Forty-five minutes after that they were in the choppy, wind-slapped waters off Goleta Beach.
Ninety minutes after that they were over two miles from shore between Montecito and Summerland with a broken rudder and seriously unhappy dispositions.
Chapter Twenty-Seven
Hannah Hughes reached Jim Grand's office in the Humanities and Social Sciences Building just over a minute after he did. The reporter was wearing tight black jeans, a loose white blouse, a stylish black blazer, and a very unhappy expression. She had hair-clipped her bangs from her face.
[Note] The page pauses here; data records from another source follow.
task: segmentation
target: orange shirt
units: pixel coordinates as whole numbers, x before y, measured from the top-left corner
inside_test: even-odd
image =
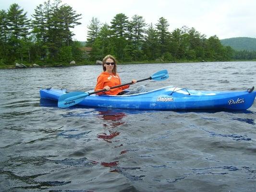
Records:
[[[97,78],[97,84],[95,86],[94,90],[98,91],[103,89],[105,86],[109,86],[110,87],[121,84],[121,79],[118,74],[110,74],[108,72],[102,72]],[[110,89],[109,91],[99,92],[97,95],[107,94],[111,95],[117,95],[119,93],[122,92],[124,89],[129,88],[129,85],[122,86]]]

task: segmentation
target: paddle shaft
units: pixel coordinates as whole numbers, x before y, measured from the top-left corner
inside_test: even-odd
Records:
[[[138,80],[137,81],[137,82],[140,82],[141,81],[146,81],[146,80],[148,80],[149,79],[152,79],[152,77],[148,77],[147,78],[145,78],[145,79],[141,79],[140,80]],[[116,86],[114,86],[113,87],[111,87],[110,88],[110,89],[114,89],[115,88],[117,88],[117,87],[122,87],[123,86],[125,86],[125,85],[128,85],[128,84],[133,84],[133,82],[130,82],[130,83],[127,83],[126,84],[120,84],[119,85],[116,85]],[[92,95],[92,94],[95,94],[96,93],[99,93],[99,92],[102,92],[103,91],[107,91],[106,89],[101,89],[100,90],[98,90],[98,91],[95,91],[94,92],[90,92],[90,93],[88,93],[88,94],[89,94],[88,96],[90,95]]]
The rest of her hair hung straight as a result of the sea spray baking on her sweaty head on the beach during the morning.
"So tell me," she said.
"What?"
"Do I look more like my photo now?"
Grand smiled. "Yes, you do."
"Well, I feel like it," Hannah said. "It's been a day and a half without much to show for it."
"Then relax," Grand said. "I'll be right back."
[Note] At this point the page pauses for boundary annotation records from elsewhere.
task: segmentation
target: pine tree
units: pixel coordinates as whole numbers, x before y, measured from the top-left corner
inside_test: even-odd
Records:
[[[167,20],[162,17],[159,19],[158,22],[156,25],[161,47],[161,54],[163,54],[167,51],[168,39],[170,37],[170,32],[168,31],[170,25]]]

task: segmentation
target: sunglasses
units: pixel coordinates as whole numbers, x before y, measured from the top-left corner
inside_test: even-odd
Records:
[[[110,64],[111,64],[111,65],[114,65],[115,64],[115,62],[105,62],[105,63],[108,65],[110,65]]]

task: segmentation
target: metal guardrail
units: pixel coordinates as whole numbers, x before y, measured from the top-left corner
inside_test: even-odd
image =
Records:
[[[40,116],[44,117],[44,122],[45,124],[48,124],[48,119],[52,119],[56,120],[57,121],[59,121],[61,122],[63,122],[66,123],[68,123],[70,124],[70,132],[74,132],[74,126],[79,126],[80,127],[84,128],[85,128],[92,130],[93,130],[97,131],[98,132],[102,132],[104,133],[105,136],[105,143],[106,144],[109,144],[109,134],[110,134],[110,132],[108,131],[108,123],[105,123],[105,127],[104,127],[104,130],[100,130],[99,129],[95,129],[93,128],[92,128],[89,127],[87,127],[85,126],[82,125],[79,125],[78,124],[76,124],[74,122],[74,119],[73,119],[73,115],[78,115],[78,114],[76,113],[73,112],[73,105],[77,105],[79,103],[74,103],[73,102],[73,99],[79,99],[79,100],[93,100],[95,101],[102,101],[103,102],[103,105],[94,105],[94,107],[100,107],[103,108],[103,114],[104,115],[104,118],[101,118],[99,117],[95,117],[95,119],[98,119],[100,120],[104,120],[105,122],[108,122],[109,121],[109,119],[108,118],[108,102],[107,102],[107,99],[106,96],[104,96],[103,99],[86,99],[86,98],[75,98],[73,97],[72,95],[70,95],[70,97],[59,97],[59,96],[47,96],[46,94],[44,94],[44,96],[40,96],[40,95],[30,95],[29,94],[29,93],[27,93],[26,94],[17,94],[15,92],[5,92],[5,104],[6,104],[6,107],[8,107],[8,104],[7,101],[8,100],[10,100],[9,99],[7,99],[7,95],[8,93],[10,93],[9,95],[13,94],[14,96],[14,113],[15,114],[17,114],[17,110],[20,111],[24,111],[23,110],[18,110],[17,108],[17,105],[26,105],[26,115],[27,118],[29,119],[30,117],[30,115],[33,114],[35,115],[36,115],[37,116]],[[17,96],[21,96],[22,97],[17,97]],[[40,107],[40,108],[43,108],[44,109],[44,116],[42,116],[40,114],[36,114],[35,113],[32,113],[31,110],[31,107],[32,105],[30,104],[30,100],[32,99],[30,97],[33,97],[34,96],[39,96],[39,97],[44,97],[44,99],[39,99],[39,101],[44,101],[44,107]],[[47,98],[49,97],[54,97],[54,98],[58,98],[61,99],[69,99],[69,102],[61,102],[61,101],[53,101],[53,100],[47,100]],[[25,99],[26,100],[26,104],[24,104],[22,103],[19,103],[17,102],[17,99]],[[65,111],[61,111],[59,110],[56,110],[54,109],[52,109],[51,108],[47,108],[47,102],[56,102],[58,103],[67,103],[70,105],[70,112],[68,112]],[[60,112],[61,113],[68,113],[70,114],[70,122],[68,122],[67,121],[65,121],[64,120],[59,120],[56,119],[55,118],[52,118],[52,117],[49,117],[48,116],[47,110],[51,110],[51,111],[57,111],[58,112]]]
Grand left to appropriate a chair for her from the office of Associate Professor Wildhorn, who was teaching.
Hannah slid her red bag from her shoulder, put it on the floor, and dropped a pair of paper bags from Chris's Crinkles beside it. She stood there, enjoying the moment of peace. The window was open and the room was filled with cool sea air. Fading sunlight turned the bare white walls amber. There was a small television and VCR on top of a filing cabinet beside the desk, and a map of the region on the wall behind her.
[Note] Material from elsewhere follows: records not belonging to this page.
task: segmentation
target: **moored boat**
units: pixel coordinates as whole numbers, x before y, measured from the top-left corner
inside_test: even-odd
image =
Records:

Darker patches of wall above the desk marked spots where pictures had once hung.
Grand came back with a swivel chair. He put it down and shut the door. Hannah sat down.
"I brought us late lunch or early dinner, depending on how you look at it."
"It'll probably be both," Grand said. He cleared a space on the gunmetal desk between a pile of overstuffed folders and videotapes on the right side. He placed the thick bags of take-out there. The desk was also stacked high with ungraded papers, rubberbanded diskettes, unread journals, un-catalogued photographs, and boxes filled with stone arrowheads and spearheads.
"How was your class?" Hannah asked.
"Fine. So tell me about your day and a half. What's the latest from the front?"
"From the sheriff's office? Not much," Hannah said. "Gearhart's a master at presenting this image that everything's under control without telling you how, why, and whether it really is. It's infuriating."
"What did he say?"
"According to the afternoon press conference the search is continuing, widening, and there's no cause for worry. But enough about the dog-and-pony show." Hannah shook her head. "Jim, I don't know what to make of everything that's been happening. Maybe there isn't anything to make of it, but I had to talk to you."
"Okay," he said patiently.
"I told you about the truck accident in Montecito and the possibly missing driver and the fact that none of us was allowed close to the site."
"Right."
"What I didn't tell you was that Gearhart called the owner of the fishing company, who happens to be a friend of mine. He asked if the driver was traveling with a dog." She paused. "Jesus, you know what?"
"No."
"Now it sounds crazy."
"What does?"
"This whole unformed idea of about a million parts," Hannah said.
"Tell me."
Hannah took a short breath. "I'd been thinking that the disappearance of the two engineers was related to what happened to the truck driver, which is why I wanted to ask you about a possible tunnel route from Painted Cave Road to the foothills overlooking the beach. When the sheriff found hairs in the truck cab and my friend told me the driver didn't have a dog, and then you said you'd found hairs in one of the caves, I thought that an animal might be killing people."